Aachen: Nach hoffnungsvollem Start nun die Insolvenz

Aachen: Nach hoffnungsvollem Start nun die Insolvenz

Nicht mal zwei Jahre nach der Eröffnung ist das „Franz” am Marschiertor in finanzielle Engpässe geraten. Der persönlich haftende Gesellschafter (Komplementär) der Franz Gastronomiebetriebe KG, Thomas Jurisch, hat den Antrag selbst gestellt und mit anhaltenden wirtschaftlichen Schwierigkeiten begründet.

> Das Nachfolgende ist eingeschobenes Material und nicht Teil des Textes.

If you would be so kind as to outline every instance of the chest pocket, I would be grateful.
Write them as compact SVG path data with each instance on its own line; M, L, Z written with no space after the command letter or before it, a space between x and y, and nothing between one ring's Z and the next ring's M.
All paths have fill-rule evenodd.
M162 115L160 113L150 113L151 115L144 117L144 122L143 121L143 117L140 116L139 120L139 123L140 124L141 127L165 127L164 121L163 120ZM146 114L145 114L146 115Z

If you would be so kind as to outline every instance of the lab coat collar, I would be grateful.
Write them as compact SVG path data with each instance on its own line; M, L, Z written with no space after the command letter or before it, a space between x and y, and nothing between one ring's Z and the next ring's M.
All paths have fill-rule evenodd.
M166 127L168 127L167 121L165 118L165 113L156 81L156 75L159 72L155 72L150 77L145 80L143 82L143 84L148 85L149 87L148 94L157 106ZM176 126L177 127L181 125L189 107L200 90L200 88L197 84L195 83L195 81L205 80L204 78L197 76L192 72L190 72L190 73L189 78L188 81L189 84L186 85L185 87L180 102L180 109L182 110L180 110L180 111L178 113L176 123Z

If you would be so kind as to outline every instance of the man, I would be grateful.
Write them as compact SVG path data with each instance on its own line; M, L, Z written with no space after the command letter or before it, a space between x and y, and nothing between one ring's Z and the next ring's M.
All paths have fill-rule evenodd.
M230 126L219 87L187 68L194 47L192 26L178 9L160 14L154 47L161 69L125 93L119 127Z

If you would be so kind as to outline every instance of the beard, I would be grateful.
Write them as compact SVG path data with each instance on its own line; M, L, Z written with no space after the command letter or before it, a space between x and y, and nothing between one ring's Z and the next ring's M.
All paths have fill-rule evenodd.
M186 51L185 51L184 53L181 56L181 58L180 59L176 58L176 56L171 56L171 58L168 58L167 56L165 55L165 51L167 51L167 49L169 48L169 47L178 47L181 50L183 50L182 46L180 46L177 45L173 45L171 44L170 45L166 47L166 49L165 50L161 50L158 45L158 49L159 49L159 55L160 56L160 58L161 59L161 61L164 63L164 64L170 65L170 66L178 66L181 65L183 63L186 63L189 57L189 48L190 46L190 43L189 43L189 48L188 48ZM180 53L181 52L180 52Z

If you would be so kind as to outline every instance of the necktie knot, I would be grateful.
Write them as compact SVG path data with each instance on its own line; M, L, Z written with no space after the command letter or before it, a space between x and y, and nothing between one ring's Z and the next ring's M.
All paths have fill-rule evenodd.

Zum Verwalter wurde der Rechtsanwalt Frank Wiedemann bestellt, in dessen Büro man sich nun erst einmal einen Überblick über die finanzielle Situation des angeschlagenen Konzert- und Kleinkunstzentrums verschaffen muss. Ein Mitarbeiter Wiedemanns kündigte am Dienstag an, dass der Betrieb zunächst unvermindert weitergeführt wird. Zu den Gründen für den Insolvenzantrag könne er aber noch nichts sagen, dazu sei es noch zu früh. Vermutlich sei die Auslastung nicht kontinuierlich gewesen.

Das „Franz” an der Franzstraße 74 war im Oktober 2008 mit einer Jazzperformance im ehemaligen Haus des Deutschen Ostens eröffnet worden. Geschäftsführer Thomas Jurisch, seit mehr 30 Jahren in der Gastronomie- und Konzertszene Aachens eine feste Größe, hatte die etwas heruntergekommene Gaststätte aufwändig renoviert und hell, geräumig und einladend gestaltet.

Musiker wie Stefan Michalke oder Kabarettisten wie Wendelin Haverkamp gaben regelmäßige Gastspiele, auch die Aachen Bigband oder überregionale Bands nutzten den Saal, der bis zu 400 Besucher fasst, ebenso Künstler aus Comedy und Tanz. Geschäftsführer Jurisch: „Das Franz ist sehr positiv von Künstlern und Besuchern angenommen worden.” Auf der Homepage wirbt man mit dem Satz: „Hier präsentiert sich Kultur von ihrer schönsten Seite - nämlich mit Charme und Charakter.”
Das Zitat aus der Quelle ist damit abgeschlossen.